Dear Mr. Investor, you just found me!
Free Book Preview Money-Smart Solopreneur
You're reading Entrepreneur India, an international franchise of Entrepreneur Media.
Every now and then, I meet people; some who have a vision to be an entrepreneur, and others who already are one, and a common question thrown at me in such conversations is how I went about finding my investors.
However, contrary to popular belief, the fact of the matter is that they found us.
Now, let’s talk about what brings investors to you.
There are quite a few aspects of a startup that matter to investors, specially the institutional investors or veteran angels. Money coming from friends or family is purely a function of trust, but with external investors funding your idea, we are talking about a formal or rather commercial association where there is joint ownership and responsibility of investments, and returns are expected. In such a case, there are simple yet impactful factors that will help you magnetize the eyeballs of investors and accelerate your funding drive.
Going by my startup’s funding experience, the following four factors can get you your worth’s money:
The Founder/s and the story:
While the usual credentials of the founder are important, it is the vision of the founder that is most significant. The overall story around why you are the best person to take this start-up idea forward has to make sense. All other credentials such as your educational background, personal and professional experience are seen with the same lens of “Why you?” People choose entrepreneurship for various reasons; some want to solve the pain point that they faced, many others want to do this for driving a social change and some might want to do this for making tonnes of money. Whatever may be the reason, you have to be the best person to drive that cause. If you believe so, so will the investors!
The startup idea:
It’s very obvious. Isn’t it? Well, not quite. Many of us think that idea is as good as projected numbers on business plan. If the numbers look good, the idea must be good. Not really.
One needs to go beyond the business plan at such an early stage. I do not wish to undermine linking the business idea to the business plan, but would like to emphasize on more important aspects of the start-up idea such as:
- How innovative or disruptive is the idea?
- How does it create value for the users in current ecosystem?
- Does it solve any real pain point?
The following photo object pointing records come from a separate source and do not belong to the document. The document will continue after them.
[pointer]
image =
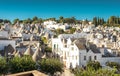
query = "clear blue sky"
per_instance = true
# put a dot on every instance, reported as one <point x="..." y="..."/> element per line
<point x="81" y="9"/>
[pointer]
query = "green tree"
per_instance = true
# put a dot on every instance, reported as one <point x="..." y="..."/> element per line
<point x="50" y="65"/>
<point x="113" y="64"/>
<point x="92" y="72"/>
<point x="94" y="64"/>
<point x="3" y="66"/>
<point x="95" y="21"/>
<point x="59" y="31"/>
<point x="72" y="30"/>
<point x="15" y="21"/>
<point x="35" y="18"/>
<point x="48" y="49"/>
<point x="21" y="64"/>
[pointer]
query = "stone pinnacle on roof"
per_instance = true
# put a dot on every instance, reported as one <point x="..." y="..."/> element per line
<point x="18" y="54"/>
<point x="29" y="51"/>
<point x="37" y="55"/>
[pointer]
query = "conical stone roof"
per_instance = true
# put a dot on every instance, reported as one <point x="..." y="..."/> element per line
<point x="37" y="55"/>
<point x="18" y="54"/>
<point x="28" y="51"/>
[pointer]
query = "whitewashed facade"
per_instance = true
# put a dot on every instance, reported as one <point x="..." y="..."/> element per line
<point x="73" y="56"/>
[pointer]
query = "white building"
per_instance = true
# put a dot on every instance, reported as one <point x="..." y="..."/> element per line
<point x="5" y="42"/>
<point x="54" y="25"/>
<point x="77" y="51"/>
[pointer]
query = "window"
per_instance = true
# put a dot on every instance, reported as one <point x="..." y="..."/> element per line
<point x="90" y="58"/>
<point x="72" y="57"/>
<point x="72" y="48"/>
<point x="95" y="57"/>
<point x="84" y="57"/>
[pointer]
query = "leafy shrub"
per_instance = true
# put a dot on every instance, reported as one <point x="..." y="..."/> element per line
<point x="50" y="65"/>
<point x="94" y="64"/>
<point x="21" y="64"/>
<point x="3" y="66"/>
<point x="113" y="64"/>
<point x="92" y="72"/>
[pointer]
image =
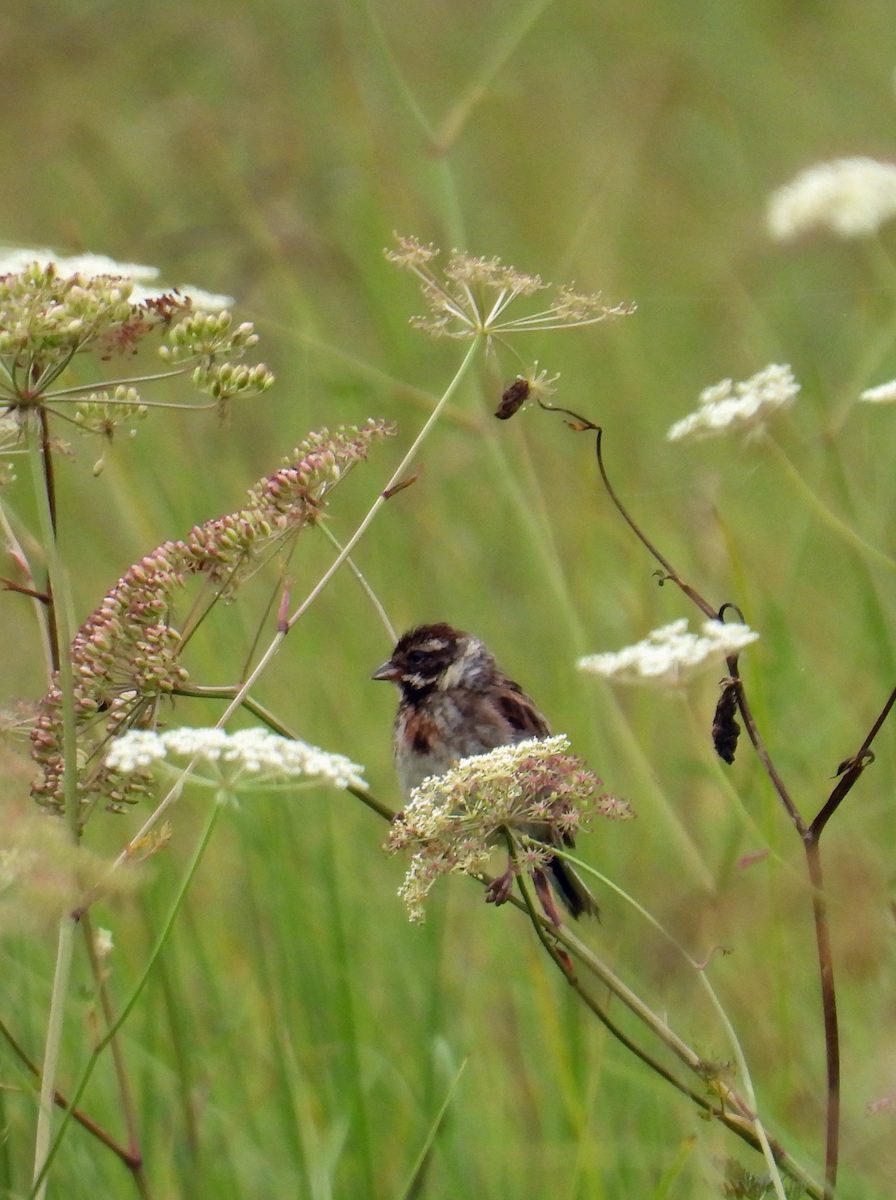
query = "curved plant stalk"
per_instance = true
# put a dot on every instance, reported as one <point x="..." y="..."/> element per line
<point x="744" y="1071"/>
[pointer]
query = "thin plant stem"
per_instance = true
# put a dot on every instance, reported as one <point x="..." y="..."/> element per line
<point x="124" y="1084"/>
<point x="418" y="1176"/>
<point x="40" y="607"/>
<point x="60" y="635"/>
<point x="83" y="1120"/>
<point x="368" y="591"/>
<point x="50" y="1054"/>
<point x="829" y="1008"/>
<point x="821" y="509"/>
<point x="714" y="1000"/>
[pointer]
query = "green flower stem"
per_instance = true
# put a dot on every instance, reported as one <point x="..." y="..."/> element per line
<point x="50" y="1054"/>
<point x="368" y="591"/>
<point x="41" y="1177"/>
<point x="277" y="640"/>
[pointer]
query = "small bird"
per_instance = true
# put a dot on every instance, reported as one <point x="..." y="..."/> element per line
<point x="456" y="702"/>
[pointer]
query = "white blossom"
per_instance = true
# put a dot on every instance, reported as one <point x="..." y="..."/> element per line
<point x="535" y="789"/>
<point x="13" y="259"/>
<point x="848" y="197"/>
<point x="884" y="394"/>
<point x="744" y="406"/>
<point x="103" y="945"/>
<point x="671" y="655"/>
<point x="259" y="754"/>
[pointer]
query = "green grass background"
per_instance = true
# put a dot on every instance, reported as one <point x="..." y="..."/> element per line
<point x="299" y="1037"/>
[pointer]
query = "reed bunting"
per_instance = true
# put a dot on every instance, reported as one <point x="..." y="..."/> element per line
<point x="456" y="702"/>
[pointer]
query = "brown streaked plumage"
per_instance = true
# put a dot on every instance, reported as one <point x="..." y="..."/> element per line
<point x="456" y="702"/>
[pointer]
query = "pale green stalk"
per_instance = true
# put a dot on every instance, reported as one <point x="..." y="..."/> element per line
<point x="368" y="591"/>
<point x="50" y="1053"/>
<point x="61" y="624"/>
<point x="277" y="640"/>
<point x="716" y="1005"/>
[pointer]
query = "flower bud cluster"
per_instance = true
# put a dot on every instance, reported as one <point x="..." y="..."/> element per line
<point x="102" y="413"/>
<point x="47" y="318"/>
<point x="222" y="381"/>
<point x="52" y="310"/>
<point x="208" y="335"/>
<point x="125" y="658"/>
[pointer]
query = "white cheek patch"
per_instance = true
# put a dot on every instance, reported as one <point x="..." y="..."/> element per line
<point x="458" y="672"/>
<point x="433" y="646"/>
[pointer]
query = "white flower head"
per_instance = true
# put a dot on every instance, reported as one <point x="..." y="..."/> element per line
<point x="534" y="789"/>
<point x="727" y="406"/>
<point x="848" y="197"/>
<point x="671" y="655"/>
<point x="250" y="756"/>
<point x="884" y="394"/>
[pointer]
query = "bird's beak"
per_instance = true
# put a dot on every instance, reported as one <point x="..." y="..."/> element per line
<point x="389" y="671"/>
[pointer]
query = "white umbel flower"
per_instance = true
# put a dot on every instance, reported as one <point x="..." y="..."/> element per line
<point x="668" y="657"/>
<point x="14" y="259"/>
<point x="848" y="197"/>
<point x="264" y="756"/>
<point x="727" y="407"/>
<point x="884" y="394"/>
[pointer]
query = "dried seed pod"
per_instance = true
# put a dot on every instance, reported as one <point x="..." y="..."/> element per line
<point x="726" y="730"/>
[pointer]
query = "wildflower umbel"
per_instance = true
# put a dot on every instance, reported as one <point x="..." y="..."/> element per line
<point x="471" y="295"/>
<point x="848" y="197"/>
<point x="126" y="657"/>
<point x="671" y="655"/>
<point x="256" y="756"/>
<point x="729" y="407"/>
<point x="452" y="821"/>
<point x="53" y="311"/>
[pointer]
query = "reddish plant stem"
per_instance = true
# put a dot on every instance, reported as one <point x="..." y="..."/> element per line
<point x="809" y="835"/>
<point x="829" y="1007"/>
<point x="130" y="1161"/>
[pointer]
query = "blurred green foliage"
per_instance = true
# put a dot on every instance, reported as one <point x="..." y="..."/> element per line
<point x="299" y="1037"/>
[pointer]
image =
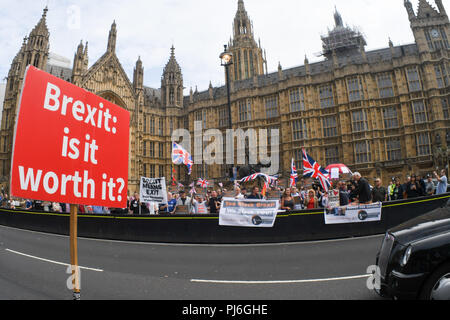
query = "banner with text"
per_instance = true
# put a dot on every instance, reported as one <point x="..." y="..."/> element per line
<point x="354" y="214"/>
<point x="153" y="190"/>
<point x="248" y="213"/>
<point x="70" y="145"/>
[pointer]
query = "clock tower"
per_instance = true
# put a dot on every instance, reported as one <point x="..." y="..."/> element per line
<point x="430" y="26"/>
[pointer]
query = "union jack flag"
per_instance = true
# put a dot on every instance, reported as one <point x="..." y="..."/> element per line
<point x="311" y="169"/>
<point x="294" y="175"/>
<point x="181" y="156"/>
<point x="192" y="186"/>
<point x="203" y="183"/>
<point x="268" y="179"/>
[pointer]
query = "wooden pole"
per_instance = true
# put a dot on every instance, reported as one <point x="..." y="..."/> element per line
<point x="74" y="251"/>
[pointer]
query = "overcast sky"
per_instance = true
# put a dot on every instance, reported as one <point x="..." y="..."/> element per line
<point x="288" y="29"/>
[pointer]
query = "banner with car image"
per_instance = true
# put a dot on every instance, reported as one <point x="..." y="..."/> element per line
<point x="354" y="214"/>
<point x="248" y="213"/>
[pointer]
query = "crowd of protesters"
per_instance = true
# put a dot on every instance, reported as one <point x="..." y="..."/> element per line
<point x="355" y="191"/>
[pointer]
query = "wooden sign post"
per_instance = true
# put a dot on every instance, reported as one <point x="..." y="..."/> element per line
<point x="85" y="161"/>
<point x="74" y="252"/>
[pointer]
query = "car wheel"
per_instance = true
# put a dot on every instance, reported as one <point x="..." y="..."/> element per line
<point x="362" y="215"/>
<point x="437" y="287"/>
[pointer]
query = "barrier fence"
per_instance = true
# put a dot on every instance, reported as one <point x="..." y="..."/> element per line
<point x="289" y="227"/>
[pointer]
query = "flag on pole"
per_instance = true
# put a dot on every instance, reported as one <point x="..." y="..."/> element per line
<point x="174" y="180"/>
<point x="181" y="156"/>
<point x="311" y="169"/>
<point x="294" y="175"/>
<point x="203" y="183"/>
<point x="192" y="186"/>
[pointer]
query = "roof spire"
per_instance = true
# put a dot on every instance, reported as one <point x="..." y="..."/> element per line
<point x="338" y="18"/>
<point x="241" y="6"/>
<point x="112" y="38"/>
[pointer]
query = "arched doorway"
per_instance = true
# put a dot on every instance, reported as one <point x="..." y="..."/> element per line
<point x="113" y="98"/>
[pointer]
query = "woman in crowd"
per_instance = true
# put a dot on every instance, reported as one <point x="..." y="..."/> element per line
<point x="413" y="188"/>
<point x="311" y="201"/>
<point x="287" y="201"/>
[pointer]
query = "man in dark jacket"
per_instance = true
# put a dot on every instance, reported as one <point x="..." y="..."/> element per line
<point x="379" y="193"/>
<point x="362" y="189"/>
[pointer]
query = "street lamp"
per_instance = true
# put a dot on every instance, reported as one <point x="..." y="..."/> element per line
<point x="226" y="61"/>
<point x="226" y="58"/>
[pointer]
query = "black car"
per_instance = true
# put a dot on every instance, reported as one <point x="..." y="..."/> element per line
<point x="414" y="260"/>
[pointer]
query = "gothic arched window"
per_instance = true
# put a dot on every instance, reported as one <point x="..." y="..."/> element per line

Have you done some primary research on this?
- How will this world become a better place if this idea becomes a reality?
- Why will it become a better alternative than current offerings? Have you been able to demonstrate some use cases for this?
A quick pilot to further assess the impact on ground level is always advised before committing a lot of resources.
Traction and Opportunity:
Traction is defined differently for various types of businesses; E.g. for content platforms it is usually around engagement on the platform, number of unique visitors, page views etc. For an e-commerce company, it is about total number of sales, repeat sales, average ticket size etc. You need to find out the traction metrics for your business. A quick Google search and a call with some industry experts should help you zoom in to the right metrics. Thereafter, it is important to ask yourself these questions:
- Have you been able to demonstrate early user traction on various parameters?
- Have you already made your first sale? Or may be first 10, or first 100 sales?
- What has been your learning from initial customer acquisition? What part of your offering is most liked by early adopters or lead users?
Demonstrating initial customer traction gives a lot of comfort to the investors about the feasibility of the business idea. Many founders spend a lot of time & resources building a great product without understanding customer needs. This could be fatal. In its initial stage, the product should be good enough for you to test your business idea and may not have all the features.
Also, initial traction is typically seen in conjunction with the overall business opportunity. An understanding of the opportunity in context to the offering and analyzing industry benchmarks of competitors already operational in international markets is a good way to communicate the opportunity.
Talent IQ of startup:
A startup might have great founder/s, but if it doesn't have the right talent pool to drive various aspects of business towards success, funding might be a challenge. In a fast-paced environment, it does not take long before things start slipping out of the founders’ hands. Therefore, it is crucial that the owners for key functions are there to support the founder/s in their vision. It is often advised to find critical success factors for the startup; i.e. if it is a tech startup, having a technology leader in the founding team is a must.
The ability to attract and retain good talent is one of the main drivers that will draw investors towards a startup. At seed level, you may not have enough senior folks to lead all functions. In such a case, talent IQ for critical functions should be high.